Job Description
General Description:
The intern will work closely with engineering and business stakeholders to design, develop, and deploy data- and AI-powered solutions that improve operational efficiency, quality analytics, and decision-making across the organization.
Responsibilities:
- Design, develop, and maintain AI and data-driven applications for manufacturing, quality, and operational analytics
- Work with large-scale datasets stored in SQL Server and cloud data platforms
- Build and optimize machine learning and Generative AI solutions, including RAG (Retrieval-Augmented Generation) systems
- Develop and deploy AI models and AI-powered applications into production environments
- Collaborate on data pipelines, ETL/ELT workflows, and analytics solutions (Databricks preferred)

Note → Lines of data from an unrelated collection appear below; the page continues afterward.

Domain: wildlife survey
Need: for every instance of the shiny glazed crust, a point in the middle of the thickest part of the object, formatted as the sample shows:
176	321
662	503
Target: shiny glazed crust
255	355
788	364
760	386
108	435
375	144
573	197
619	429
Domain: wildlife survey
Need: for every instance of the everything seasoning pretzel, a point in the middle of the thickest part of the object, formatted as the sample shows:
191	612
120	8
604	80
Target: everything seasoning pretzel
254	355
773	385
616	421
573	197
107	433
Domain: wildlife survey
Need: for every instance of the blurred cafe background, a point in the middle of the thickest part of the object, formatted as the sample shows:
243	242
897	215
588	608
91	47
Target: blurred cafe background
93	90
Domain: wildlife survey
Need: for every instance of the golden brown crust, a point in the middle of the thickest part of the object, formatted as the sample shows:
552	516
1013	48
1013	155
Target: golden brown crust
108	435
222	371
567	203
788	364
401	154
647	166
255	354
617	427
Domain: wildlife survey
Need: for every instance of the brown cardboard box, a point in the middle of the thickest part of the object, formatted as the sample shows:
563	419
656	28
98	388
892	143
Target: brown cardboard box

- Contribute innovative ideas to solve complex, real-world manufacturing problems
- Follow Artiflex Code of Behaviors, engineering standards, and best practices
- Participate in code reviews, debugging, testing, and performance optimization
- Communicate clearly with technical and non-technical stakeholders
Required Qualifications
- Prior internship experience or minimum 1 year of relevant work experience
- Currently pursuing or recently completed a Master’s degree in Computer Science, Data Science, Information Technology, or Artificial Intelligence / Machine Learning (preferred)
- Strong programming skills in Python, SQL, and C / C++
- Experience working with large datasets and relational databases (SQL Server preferred)
- Strong understanding of modern AI trends, especially Generative AI
- Proven ability to think critically, solve problems quickly, and work independently
- Excellent communication and collaboration skills
- Familiarity with modern cloud-based data and AI platforms is preferred but not mandatory, such as:
- Lakehouse platforms (Databricks or Snowflake)
- AWS (S3, Glue, Athena, Redshift, SageMaker)
- Google Cloud Platform (BigQuery, Vertex AI, Cloud Storage)
- Azure (preferred) (Azure Data Lake, Synapse, Azure ML)
Preferred Qualifications
- Hands-on experience developing AI/ML models, applications, and deploying them to production
- Strong experience with RAG systems, vector databases, and embedding-based search
- Experience building, fine-tuning, or evaluating LLMs
- Hands-on experience with Generative AI frameworks (LangChain, LlamaIndex, OpenAI, etc.)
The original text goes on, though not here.